Examples: The Costly Compound Effect of Data Warehouse Errors

We’ve established that data warehouse errors are no-good, horrible, costly catastrophes. But why?

Upstream Data Provider Nightmare

Imagine if other companies rely on your data to fuel their apps, marketing campaigns, or logistics networks. A mistake that manifests from your camp could have a disastrous domino effect that leads to a client-shedding reputation crisis.

Late-Arriving Data

Late-arriving data is another nightmare if other companies rely on your data. Think of it as a flight schedule. If one plane arrives late, it backs up every other flight that day and may force cancellations to get the system back on track.

Understanding Leading Indicators of Data Warehousing Issues

Leading indicators signal that bad data has weaseled its way into a data pipeline. However, built-in status alerts may not always work. For example, it’s possible to receive a 200 success response from an API built on the HTTPS protocol since the check only applies to the connection, not the data transfer.
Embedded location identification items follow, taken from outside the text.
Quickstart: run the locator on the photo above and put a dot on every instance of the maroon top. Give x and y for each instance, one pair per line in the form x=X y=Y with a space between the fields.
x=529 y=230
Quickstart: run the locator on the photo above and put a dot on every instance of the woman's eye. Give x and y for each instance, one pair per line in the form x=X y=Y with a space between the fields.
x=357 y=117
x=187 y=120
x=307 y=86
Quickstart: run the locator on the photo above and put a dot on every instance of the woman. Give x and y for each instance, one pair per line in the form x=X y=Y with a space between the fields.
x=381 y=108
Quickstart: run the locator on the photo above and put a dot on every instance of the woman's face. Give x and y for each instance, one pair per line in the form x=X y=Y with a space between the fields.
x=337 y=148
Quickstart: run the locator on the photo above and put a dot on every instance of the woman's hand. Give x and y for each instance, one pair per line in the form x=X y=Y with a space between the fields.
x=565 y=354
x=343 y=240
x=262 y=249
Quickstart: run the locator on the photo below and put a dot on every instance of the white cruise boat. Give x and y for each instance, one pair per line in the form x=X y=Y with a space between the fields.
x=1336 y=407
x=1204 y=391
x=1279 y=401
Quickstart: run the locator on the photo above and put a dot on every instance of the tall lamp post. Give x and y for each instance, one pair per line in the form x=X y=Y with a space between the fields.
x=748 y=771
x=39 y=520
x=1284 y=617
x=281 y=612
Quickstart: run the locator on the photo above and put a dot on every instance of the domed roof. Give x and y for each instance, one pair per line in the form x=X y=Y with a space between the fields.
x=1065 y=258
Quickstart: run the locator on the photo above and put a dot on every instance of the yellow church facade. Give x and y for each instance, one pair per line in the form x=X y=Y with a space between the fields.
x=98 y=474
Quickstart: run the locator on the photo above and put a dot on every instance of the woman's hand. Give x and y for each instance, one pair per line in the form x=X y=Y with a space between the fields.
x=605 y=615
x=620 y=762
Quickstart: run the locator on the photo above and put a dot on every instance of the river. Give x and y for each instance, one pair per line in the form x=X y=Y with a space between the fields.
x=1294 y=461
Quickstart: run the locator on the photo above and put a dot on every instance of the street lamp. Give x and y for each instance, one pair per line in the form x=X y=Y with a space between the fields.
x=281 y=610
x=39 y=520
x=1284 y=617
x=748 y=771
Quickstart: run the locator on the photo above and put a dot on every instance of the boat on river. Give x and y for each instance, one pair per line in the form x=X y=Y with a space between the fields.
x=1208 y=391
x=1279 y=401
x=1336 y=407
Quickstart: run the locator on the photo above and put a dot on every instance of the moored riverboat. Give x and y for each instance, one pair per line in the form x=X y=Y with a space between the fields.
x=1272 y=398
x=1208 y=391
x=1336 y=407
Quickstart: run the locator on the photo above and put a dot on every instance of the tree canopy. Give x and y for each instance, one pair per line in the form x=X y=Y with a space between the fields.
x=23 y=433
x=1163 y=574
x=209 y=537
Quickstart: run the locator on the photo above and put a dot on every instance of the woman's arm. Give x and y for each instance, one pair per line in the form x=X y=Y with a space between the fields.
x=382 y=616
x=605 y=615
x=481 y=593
Intrinsically, it’s essential to understand the leading error indicators.

Catch data pipeline leading error indicators by:

  • Setting up baselines
  • Establishing data checkpoints
  • Tracking data lineage
  • Taking metric measurements

Maintaining a healthy data warehouse is of vital importance, especially if other businesses rely on your services. Working with data warehousing solutions is often the best option in terms of cost optimization, speed, and overall performance. They have the skills, tools, and institutional knowledge to ensure everything runs smoothly.